The manuscript by Schmidt et al. investigates the humoral response in cART-treated HIV-1 infected subjects and HIV-1 uninfected subjects after SARS-CoV2 infection or vaccination with BNT162b2 mRNA. For this study, sera and saliva samples were used to detect IgG and IgA against the SARS-CoV-2 spike protein as well as neutralizing antibodies against the S1/RBD domain of the SARS-CoV-2 spike protein.

After reading the manuscript, I have some suggestions.

Introduction:

The introduction includes the most important things to consider.

Materials and Methods:

-The subjects included in the study are well described but not matched. Differences in the days post first boost/post infection are too evident.

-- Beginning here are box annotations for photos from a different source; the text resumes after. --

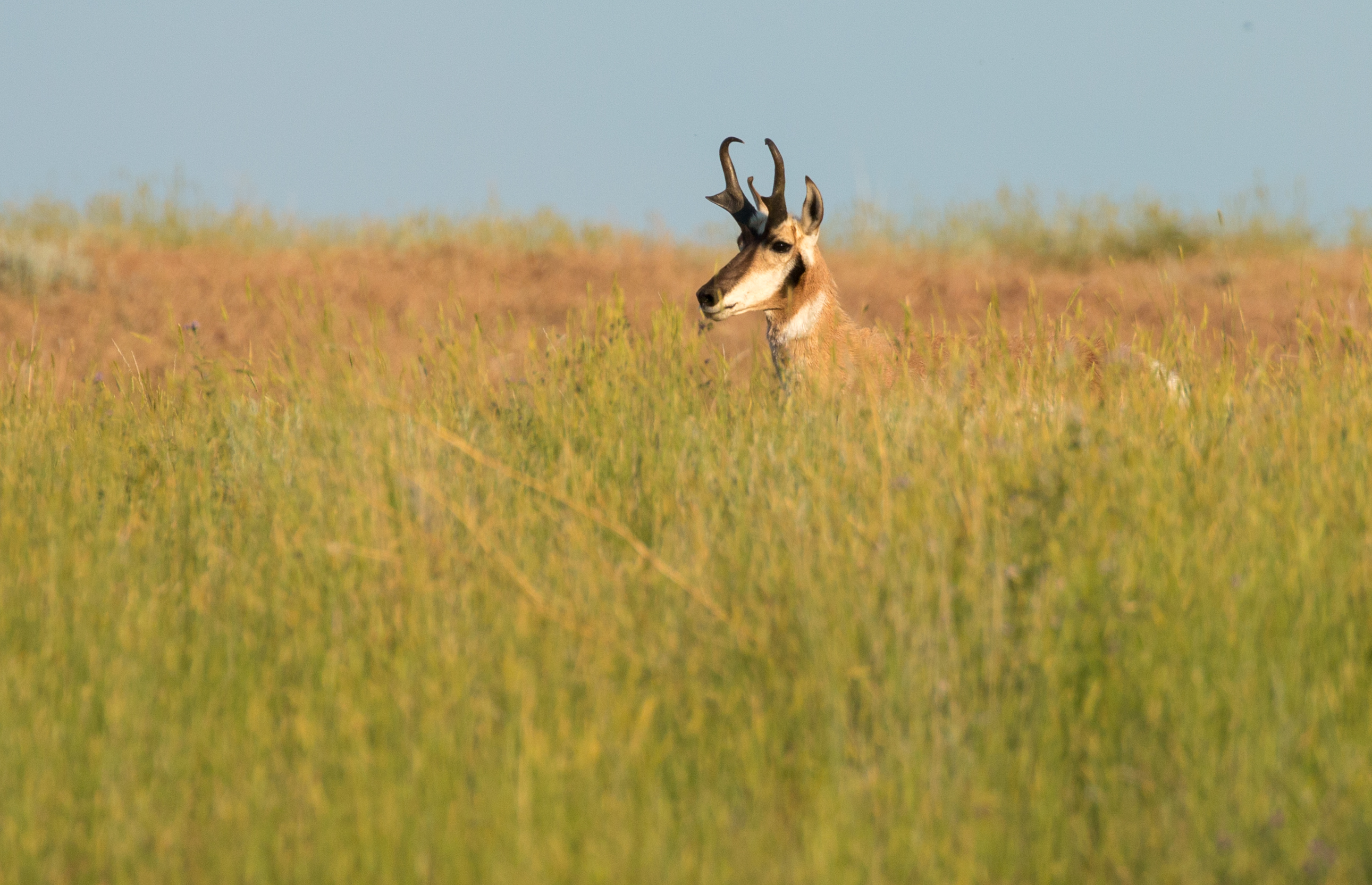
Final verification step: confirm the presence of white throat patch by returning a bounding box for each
[777,293,829,343]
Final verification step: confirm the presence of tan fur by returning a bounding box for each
[701,218,895,384]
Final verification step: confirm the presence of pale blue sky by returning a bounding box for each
[0,0,1372,233]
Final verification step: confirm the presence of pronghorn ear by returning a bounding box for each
[800,176,824,233]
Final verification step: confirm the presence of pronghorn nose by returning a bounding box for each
[696,282,725,310]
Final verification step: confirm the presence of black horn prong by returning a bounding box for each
[705,136,761,233]
[763,139,790,228]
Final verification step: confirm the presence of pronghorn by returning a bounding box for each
[696,137,1190,405]
[696,137,895,383]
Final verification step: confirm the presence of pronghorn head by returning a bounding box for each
[696,139,824,320]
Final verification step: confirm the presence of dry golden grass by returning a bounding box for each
[0,237,1369,388]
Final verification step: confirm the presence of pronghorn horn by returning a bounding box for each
[748,176,767,215]
[705,136,763,233]
[763,139,790,228]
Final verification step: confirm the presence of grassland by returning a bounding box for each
[0,195,1372,883]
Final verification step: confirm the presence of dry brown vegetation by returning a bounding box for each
[0,236,1369,386]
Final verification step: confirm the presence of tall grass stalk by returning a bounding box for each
[0,305,1372,885]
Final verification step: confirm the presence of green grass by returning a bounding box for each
[0,177,1350,261]
[833,185,1317,268]
[0,300,1372,885]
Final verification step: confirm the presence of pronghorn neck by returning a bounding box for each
[765,250,851,373]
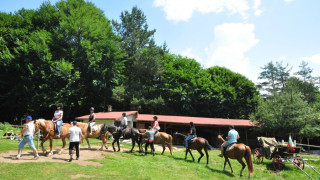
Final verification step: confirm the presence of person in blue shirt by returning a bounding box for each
[219,125,240,157]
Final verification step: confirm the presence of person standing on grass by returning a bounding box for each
[12,116,39,160]
[185,121,197,149]
[68,121,83,162]
[139,126,155,156]
[52,103,63,138]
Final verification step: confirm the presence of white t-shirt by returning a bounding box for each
[53,110,63,120]
[121,117,128,126]
[68,126,81,142]
[23,121,34,136]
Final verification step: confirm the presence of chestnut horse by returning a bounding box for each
[174,132,213,164]
[34,119,72,156]
[218,135,253,178]
[77,122,109,151]
[139,129,173,155]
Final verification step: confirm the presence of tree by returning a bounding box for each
[258,61,291,97]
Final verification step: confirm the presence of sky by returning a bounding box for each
[0,0,320,83]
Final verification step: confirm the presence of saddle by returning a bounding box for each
[224,143,237,151]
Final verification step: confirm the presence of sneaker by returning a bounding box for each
[12,156,21,160]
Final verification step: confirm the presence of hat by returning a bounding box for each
[24,116,32,121]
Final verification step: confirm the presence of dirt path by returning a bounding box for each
[0,145,182,166]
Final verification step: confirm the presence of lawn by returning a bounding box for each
[0,139,320,179]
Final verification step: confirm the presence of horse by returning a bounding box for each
[77,122,108,151]
[34,119,72,156]
[218,135,253,178]
[101,124,142,153]
[174,132,213,164]
[140,129,173,155]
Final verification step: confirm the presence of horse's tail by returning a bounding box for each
[168,134,173,156]
[206,140,214,150]
[245,146,253,177]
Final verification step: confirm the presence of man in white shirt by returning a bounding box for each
[12,116,39,160]
[68,121,83,162]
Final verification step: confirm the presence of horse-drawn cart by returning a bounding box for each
[252,137,320,179]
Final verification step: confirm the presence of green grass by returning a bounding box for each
[0,139,320,180]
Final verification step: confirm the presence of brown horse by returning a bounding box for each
[139,129,173,155]
[77,122,109,151]
[34,119,71,156]
[174,132,213,164]
[218,135,253,178]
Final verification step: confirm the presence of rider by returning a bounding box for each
[120,112,128,136]
[152,116,160,134]
[185,121,197,148]
[219,125,240,157]
[88,107,96,136]
[52,103,63,138]
[139,126,155,156]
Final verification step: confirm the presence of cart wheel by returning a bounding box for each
[293,159,304,169]
[272,154,282,171]
[252,148,263,164]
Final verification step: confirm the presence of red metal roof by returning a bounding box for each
[137,114,254,126]
[75,111,138,120]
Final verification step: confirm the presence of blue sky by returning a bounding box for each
[0,0,320,82]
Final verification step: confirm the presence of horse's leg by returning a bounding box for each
[204,148,209,164]
[197,149,203,163]
[189,149,194,162]
[130,137,136,152]
[237,158,246,176]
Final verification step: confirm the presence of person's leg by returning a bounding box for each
[57,120,62,136]
[75,142,79,160]
[13,138,27,159]
[26,136,39,159]
[150,141,155,156]
[185,136,192,148]
[144,141,149,155]
[69,142,74,162]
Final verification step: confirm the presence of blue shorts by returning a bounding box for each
[18,135,35,149]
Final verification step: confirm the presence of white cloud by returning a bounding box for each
[284,0,293,3]
[253,0,262,16]
[153,0,251,22]
[181,48,202,63]
[204,23,259,80]
[300,53,320,64]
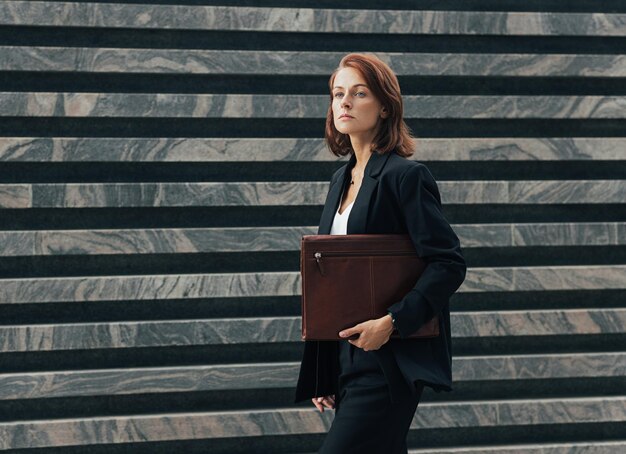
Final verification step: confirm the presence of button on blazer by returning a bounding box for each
[295,151,466,402]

-I recommend to include the IQR of the data.

-Information about how long are HIV infected and how long are they virally suppressed is missing.

Results:

In my opinion, the results part can be improved.

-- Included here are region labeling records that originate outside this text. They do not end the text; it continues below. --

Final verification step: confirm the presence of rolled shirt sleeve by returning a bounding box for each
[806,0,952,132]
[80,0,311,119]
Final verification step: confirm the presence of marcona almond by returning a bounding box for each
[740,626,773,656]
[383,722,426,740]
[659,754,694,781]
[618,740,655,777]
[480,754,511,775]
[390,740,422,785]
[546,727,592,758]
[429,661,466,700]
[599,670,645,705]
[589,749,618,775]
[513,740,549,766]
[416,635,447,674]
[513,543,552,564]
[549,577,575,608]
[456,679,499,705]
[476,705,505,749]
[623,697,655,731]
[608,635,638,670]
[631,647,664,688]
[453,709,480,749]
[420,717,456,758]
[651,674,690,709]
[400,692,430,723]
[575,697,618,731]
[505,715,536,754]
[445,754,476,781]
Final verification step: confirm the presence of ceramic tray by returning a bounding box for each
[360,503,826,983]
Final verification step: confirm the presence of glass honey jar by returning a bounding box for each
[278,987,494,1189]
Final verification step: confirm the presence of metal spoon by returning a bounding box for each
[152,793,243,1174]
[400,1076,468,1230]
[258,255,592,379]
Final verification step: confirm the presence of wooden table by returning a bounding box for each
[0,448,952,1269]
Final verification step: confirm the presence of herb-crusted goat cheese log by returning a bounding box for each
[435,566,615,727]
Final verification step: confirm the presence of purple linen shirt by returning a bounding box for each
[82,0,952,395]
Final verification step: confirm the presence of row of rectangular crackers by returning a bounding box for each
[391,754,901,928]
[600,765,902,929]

-Line 175: Table 2 can be included in the Supplementary Material because does not provide additional information to Figure 1. The same for Table 3 and Table 5 (Move Table 3 and Table 5 to Supplementary Material).

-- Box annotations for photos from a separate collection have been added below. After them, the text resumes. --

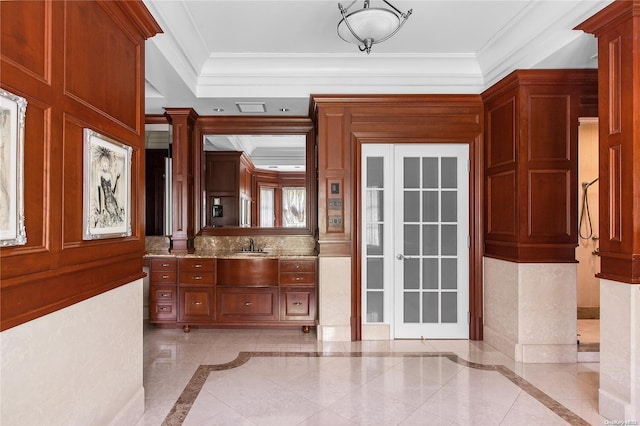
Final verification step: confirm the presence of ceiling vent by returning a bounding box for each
[236,102,267,114]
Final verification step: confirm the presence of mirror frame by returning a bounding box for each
[193,116,318,236]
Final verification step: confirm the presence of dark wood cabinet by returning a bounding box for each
[149,257,317,332]
[217,287,278,323]
[149,257,178,324]
[204,151,253,227]
[178,257,216,331]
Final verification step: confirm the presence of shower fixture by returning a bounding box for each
[578,178,600,241]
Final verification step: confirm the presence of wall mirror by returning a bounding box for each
[195,117,317,235]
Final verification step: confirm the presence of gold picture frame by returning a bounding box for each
[0,89,27,247]
[83,129,133,240]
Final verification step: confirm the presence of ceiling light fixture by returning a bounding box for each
[338,0,413,54]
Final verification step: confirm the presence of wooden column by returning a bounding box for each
[482,70,598,263]
[165,108,199,253]
[577,0,640,284]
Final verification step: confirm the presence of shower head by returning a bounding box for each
[582,178,600,190]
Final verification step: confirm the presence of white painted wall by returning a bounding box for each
[0,279,144,426]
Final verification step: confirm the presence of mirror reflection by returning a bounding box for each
[202,135,308,228]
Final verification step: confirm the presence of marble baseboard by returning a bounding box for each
[515,343,578,364]
[598,389,637,424]
[482,325,517,359]
[318,325,351,342]
[362,324,391,340]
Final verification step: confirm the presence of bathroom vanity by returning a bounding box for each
[148,252,317,332]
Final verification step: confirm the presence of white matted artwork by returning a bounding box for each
[0,90,27,247]
[83,129,132,240]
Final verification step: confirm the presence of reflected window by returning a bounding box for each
[260,188,276,228]
[282,187,307,228]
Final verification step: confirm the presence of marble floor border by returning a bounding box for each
[162,351,589,426]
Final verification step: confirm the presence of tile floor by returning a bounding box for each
[138,326,605,426]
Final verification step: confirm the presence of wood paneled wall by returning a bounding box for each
[577,0,640,284]
[0,1,161,330]
[482,70,598,263]
[312,95,484,340]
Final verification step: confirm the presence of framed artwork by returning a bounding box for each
[0,89,27,247]
[83,129,132,240]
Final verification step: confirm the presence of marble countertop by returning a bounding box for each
[144,251,318,259]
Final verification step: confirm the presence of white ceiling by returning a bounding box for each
[144,0,611,116]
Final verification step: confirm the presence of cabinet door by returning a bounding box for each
[218,258,278,286]
[280,287,316,321]
[180,287,213,321]
[217,287,278,322]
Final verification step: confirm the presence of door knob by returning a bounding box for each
[396,253,414,260]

-Line 138-173: Something striking is that vaccinated subjects have higher IgG titers than infected subjects, even in HIV+. Can be the time point of the sample the reason? Considering the differences observed in the days after vaccination for vaccinated group and after infection for COVID group some differences may be due to this rather than vaccination or infection. The small size of each group does not help to elucidate it.

-Line 291: Due to few positive samples for IgG in the saliva all the statistical significance found by the authors is too weak. The authors should include a comment discussing it. Why they compare in the Figure 4b the different groups with the NI group? Which is the intention of this analysis and why they do it only in this figure? This must be included in the manuscript.

Author Response

Please see the attachment.

Author Response File: Author Response.docx

Round 2

Reviewer 1 Report

The authors mentioned in their reply that the sampling time of this study is different from previous observations.  It is known that vaccine elicited antibody responses wane over time. Comparison of antibody responses elicited by an inactivated COVID-19 at ~4 weeks post the 2nd dose showed no significant difference between PLWH and healthy vaccinees (EClinicalMedicine. 2022 Jan;43:101226. doi: 10.1016/j.eclinm.2021.101226.), while comparison at ~40 days post vaccination showed significant lower antibody levels in PLWH (Int Immunopharmacol. 2022 Jan;102:108383. doi: 10.1016/j.intimp.2021.108383.).  I suggest the authors to discuss the potential difference in antibody decline rate between PLWH and healthy individuals and how it may influence their observation, as the time spans after boost are different between HIV infected and healthy people in their study.

Author Response

We thank the reviewer for the time and efforts to improve our manuscript and the very fast review. According to the suggestions of reviewer 1 we adapted the discussion (lines 501 to 509). We discuss the point that a faster decay of antibody responses may account for our observation of lower antibody responses after BNT162b2 mRNA vaccination in HIV-1 infection and that differences in sampling time between groups in our study warrant caution with respect to estimating the precise impact of HIV-1 infection on antibody levels after BNT162b2 mRNA vaccination. In addition, we included the two suggested references.